Crook O'Lune
- First edition
- Author: E.C.R. Lorac
- Language: English
- Series: Chief Inspector MacDonald
- Genre: Detective
- Publisher: Collins Crime Club Doubleday (US)
- Publication date: 1953
- Publication place: United Kingdom
- Media type: Print
- Preceded by: Murder in the Mill-Race
- Followed by: Shroud of Darkness

= Crook O'Lune (novel) =

1953 novel

Crook O'Lune is a 1953 detective novel by E. C. R. Lorac, the pen name of the British writer Edith Caroline Rivett. It is the thirty eighth in her long-running series featuring Chief Inspector MacDonald of Scotland Yard, one of the more orthodox detectives of the Golden Age of Detective Fiction. It was published in the United States by Doubleday under the alternative title of Shepherd's Crook.

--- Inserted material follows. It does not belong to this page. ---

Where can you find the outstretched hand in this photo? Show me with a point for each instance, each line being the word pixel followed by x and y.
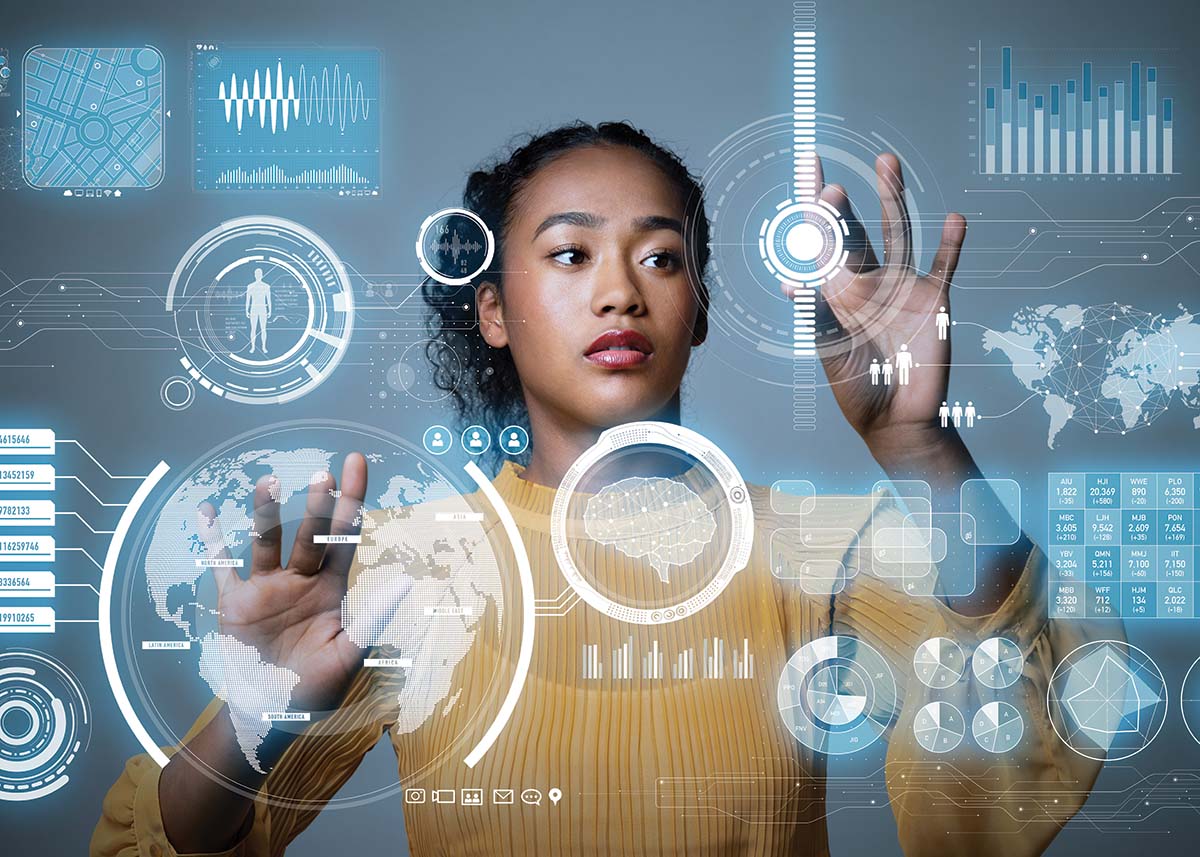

As with several of Lorac's work including Fell Murder and Still Waters, the novel takes place in the Lancashire fell country around Lunesdale where she spent much of her time. The title refers to the Crook o' Lune.

==Synopsis==
While visiting friends in Lancashire, and looking for a property to settle down in when he retires from Scotland Yard, MacDonald agrees to lend his assistance to investigate some sheep-stealing. Before long he is drawn into a case involving arson, blackmail and attempted murder.

==Bibliography==
- Cooper, John & Pike, B.A. Artists in Crime: An Illustrated Survey of Crime Fiction First Edition Dustwrappers, 1920-1970. Scolar Press, 1995.
- Hubin, Allen J. Crime Fiction, 1749-1980: A Comprehensive Bibliography. Garland Publishing, 1984.
- Nichols, Victoria & Thompson, Susan. Silk Stalkings: More Women Write of Murder. Scarecrow Press, 1998.
- Reilly, John M. Twentieth Century Crime & Mystery Writers. Springer, 2015.